第2話
しかし、どうやらまだ救いはあるらしい。
何とか平静を取り戻してテレビをつけようとリモコンのボタンを押すと、何事もなかったように電源がついた。テレビ線やアンテナは正常に機能しているようだった。
しかし、どのテレビ局も緊急ニュースを報じており、自分一人が取り残されていないことになぜか安堵の息をついてしまった。
そしてその全てをつなぎ合わせて、ある程度情報を整理することができた。
まず空が暗いのは、動物の目だけ太陽の光を認識できなくなったことが原因とみられているらしい。

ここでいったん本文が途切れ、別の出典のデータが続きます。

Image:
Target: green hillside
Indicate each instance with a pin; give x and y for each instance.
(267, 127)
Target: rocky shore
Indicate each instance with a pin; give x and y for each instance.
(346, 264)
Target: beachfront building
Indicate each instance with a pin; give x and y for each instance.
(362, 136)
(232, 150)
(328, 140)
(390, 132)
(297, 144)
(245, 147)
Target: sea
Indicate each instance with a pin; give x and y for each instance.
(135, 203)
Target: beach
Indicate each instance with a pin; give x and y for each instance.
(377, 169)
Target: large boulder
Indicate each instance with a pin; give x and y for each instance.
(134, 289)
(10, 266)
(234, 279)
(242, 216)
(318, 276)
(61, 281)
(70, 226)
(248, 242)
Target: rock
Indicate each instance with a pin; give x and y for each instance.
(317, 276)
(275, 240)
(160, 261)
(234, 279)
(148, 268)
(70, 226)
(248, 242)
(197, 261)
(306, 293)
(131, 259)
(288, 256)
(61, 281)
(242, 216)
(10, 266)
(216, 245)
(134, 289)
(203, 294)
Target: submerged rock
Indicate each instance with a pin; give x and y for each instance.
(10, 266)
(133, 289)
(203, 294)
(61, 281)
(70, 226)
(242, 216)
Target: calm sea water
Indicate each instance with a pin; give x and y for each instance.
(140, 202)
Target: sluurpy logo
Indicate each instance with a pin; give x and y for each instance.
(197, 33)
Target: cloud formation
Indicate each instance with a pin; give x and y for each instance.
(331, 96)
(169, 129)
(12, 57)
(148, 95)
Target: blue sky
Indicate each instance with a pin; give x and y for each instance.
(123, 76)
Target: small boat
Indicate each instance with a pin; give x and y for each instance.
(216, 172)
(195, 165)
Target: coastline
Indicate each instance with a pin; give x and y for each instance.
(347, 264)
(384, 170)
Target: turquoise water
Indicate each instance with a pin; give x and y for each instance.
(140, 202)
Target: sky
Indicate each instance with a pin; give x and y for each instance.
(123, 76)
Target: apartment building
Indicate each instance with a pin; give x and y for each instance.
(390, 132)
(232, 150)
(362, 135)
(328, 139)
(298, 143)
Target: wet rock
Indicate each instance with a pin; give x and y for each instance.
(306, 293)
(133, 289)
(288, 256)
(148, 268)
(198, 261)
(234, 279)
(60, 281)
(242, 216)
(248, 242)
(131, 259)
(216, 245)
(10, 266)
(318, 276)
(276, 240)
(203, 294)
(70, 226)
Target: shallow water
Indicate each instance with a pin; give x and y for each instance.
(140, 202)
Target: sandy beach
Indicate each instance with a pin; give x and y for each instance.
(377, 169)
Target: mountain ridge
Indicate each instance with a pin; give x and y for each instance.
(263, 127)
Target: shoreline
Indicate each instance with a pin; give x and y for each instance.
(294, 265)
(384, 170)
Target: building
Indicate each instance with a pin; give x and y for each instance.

動物の目だけというのも、どうやら植物の光合成は通常通り行われているらしい。私が寝ている間に、同時刻は昼である諸外国が先に調査を始めており、恐らく太陽の発する可視光線の波長が、何らかの要因によってずれてしまい、人間が認識することができなくなったのではないか、という見解が出ていた。
ただ、その仮説では証明できない事象がある。
それは、GPSを司る人工衛星が軒並み機能していないことだ。
朝にネットを見ることができなかったのはそれが原因とみられているらしい。植物は可視光線を受け取ることができるのに、無機物はその恩恵を受けることができないとか、論理崩壊も甚だしい。
また、紫外線や赤外線など、太陽の他の機能は問題が無いらしい。骨粗しょう症への影響や気温の変動など、長期的な影響はこれから検証する、と各ニュースは締めくくっていた。
とにかく今のところは、人が太陽の光を認識することができないことが至上命題ということが分かった。
しかし、案外そんな世界も回っていくらしい。